It’s ironic to me
that everyone pokes the bear when they meet me. They wanna know why I’m so quiet.
But appear as if I have so much to say.
Constantly asking why I’m always in my head,
or what I’m thinking.
So they be-friend me,
and then pry.
A lot of them don’t even realize what they’re doing. Men think it’s mysterious
or some stupid shit along those lines.
Somewhere along the lines
they realize it’s not sexy,
it’s not mysterious,
I’m not this person who they love ,
want to love ,
or think they can love.
I’m sad,
broken,
angry,
fearful,
hurt,
shameful,
abandoned,
and more.
The worst quality though,
I’ve become so co-depending
on these people who wanna “save me”
or that can’t love me,
that I’ve lost myself.
I’m so worried about what everyone thinks.
I’m constantly searching for approval.
Jesus Christ I can’t make a post,
send a text,
wear an outfit,
talk to someone ,
or even make a life changing decision
like getting clean,
without someone’s approval.
Anyone’s approval.
The first stranger I see
when I occasionally leave the house,
how they look at me,
what I imagine that they think of me,
decides how I feel about myself
the rest of the time I’m out in public.
I wasn’t always this way,
but damn have things built up over time.
What people don’t realize
about their “save her” complex ,
is that they don’t really want any part,
in helping me get better.
They just wanna save someone,
they don’t care who.
But, it’s better than the ones who have no intention of truly giving me the love I deserve.
The love I desperately need.
They want someone there for them
who understands the hard times and won’t leave. That’s where I come in.
I know pain and sadness so well I could write a book. What all these people have failed to realize
is that with or without them I will be sad.
Because if I’m being completely honest,
after so much bad shit happening,
that's all I know how to be.
The truly upsetting part about that is,
not everyone is like me.
By that I mean they bounce back rather quickly.
They move on, start going out again,
karaoke,
dancing,
mingling,
clubbing,
having fun.
Anything to make them feel alive again.
To be happy and enjoy themselves.
Here’s the catch,
when they start living again,
they don’t want that sad girl around.
Especially not when they know she can’t do it.
Stop being sad,
stop hating herself,
worrying about what others are thinking,
or just live.
The part about suicide
I think a lot of people don’t understand is,
you can’t save anyone but yourself.
You can’t make someone wanna live.
Most young women at some point
look forward to their wedding day,
I’ve imagined my funeral since about middle school.
A husband sounded nice,
but never really saw that happening for myself.
Kids sounded nice,
and lord knows I wanted my own,
but that’s for a later story.
What car they’ll drive,
a house,
a career!
I’ve tried to want all those things,
but see those things tend to drown out
when waves of sadness,
splashes of shame,
and monsoons of guilt
are constantly flooding my brain.
So instead,
throughout my day I imagine different ways I could die, either by my hand or life’s.
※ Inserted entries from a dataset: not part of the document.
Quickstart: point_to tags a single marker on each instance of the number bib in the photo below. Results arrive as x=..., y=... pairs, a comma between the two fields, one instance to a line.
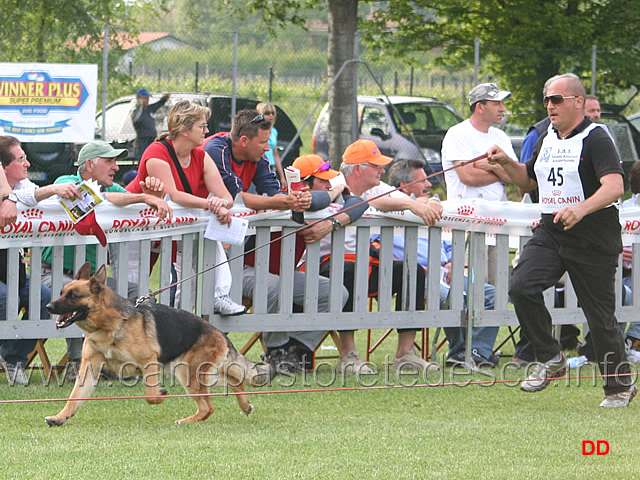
x=557, y=171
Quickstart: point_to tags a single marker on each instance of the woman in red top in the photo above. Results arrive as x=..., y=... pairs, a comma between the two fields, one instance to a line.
x=187, y=123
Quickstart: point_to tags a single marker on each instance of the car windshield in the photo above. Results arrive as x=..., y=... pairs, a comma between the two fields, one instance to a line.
x=424, y=118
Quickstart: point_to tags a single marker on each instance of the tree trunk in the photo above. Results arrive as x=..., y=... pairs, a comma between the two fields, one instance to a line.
x=343, y=18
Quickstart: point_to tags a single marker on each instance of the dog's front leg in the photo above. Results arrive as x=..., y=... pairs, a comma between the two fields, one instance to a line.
x=86, y=381
x=152, y=373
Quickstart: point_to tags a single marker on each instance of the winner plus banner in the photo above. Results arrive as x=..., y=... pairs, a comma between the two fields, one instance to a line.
x=48, y=102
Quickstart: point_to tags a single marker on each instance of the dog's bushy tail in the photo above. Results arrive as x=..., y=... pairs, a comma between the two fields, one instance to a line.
x=240, y=367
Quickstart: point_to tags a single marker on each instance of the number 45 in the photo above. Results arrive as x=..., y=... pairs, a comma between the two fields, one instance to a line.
x=555, y=177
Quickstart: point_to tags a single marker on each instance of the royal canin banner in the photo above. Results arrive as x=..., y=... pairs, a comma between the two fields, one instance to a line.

I wouldn’t say I’m suicidal.
I just really don’t want to exist.
I know it sounds crazy.
But all the proof I needed
happened when I saw my mom dead in the hospital bed.
For the first time in my entire life,
she looked peaceful.
You’re probably reading this thinking ,
“What about in her sleep”?
But if you really are thinking that,
then you truly don’t understand
the concept of being at war with your own brain. Subconscious thoughts can be
and usually are the worst.
Think about it ,
if you wanted to attack someone
you wouldn’t attack them when they’re alert
or paying attention.
You would wait until they’re caught off guard, or asleep.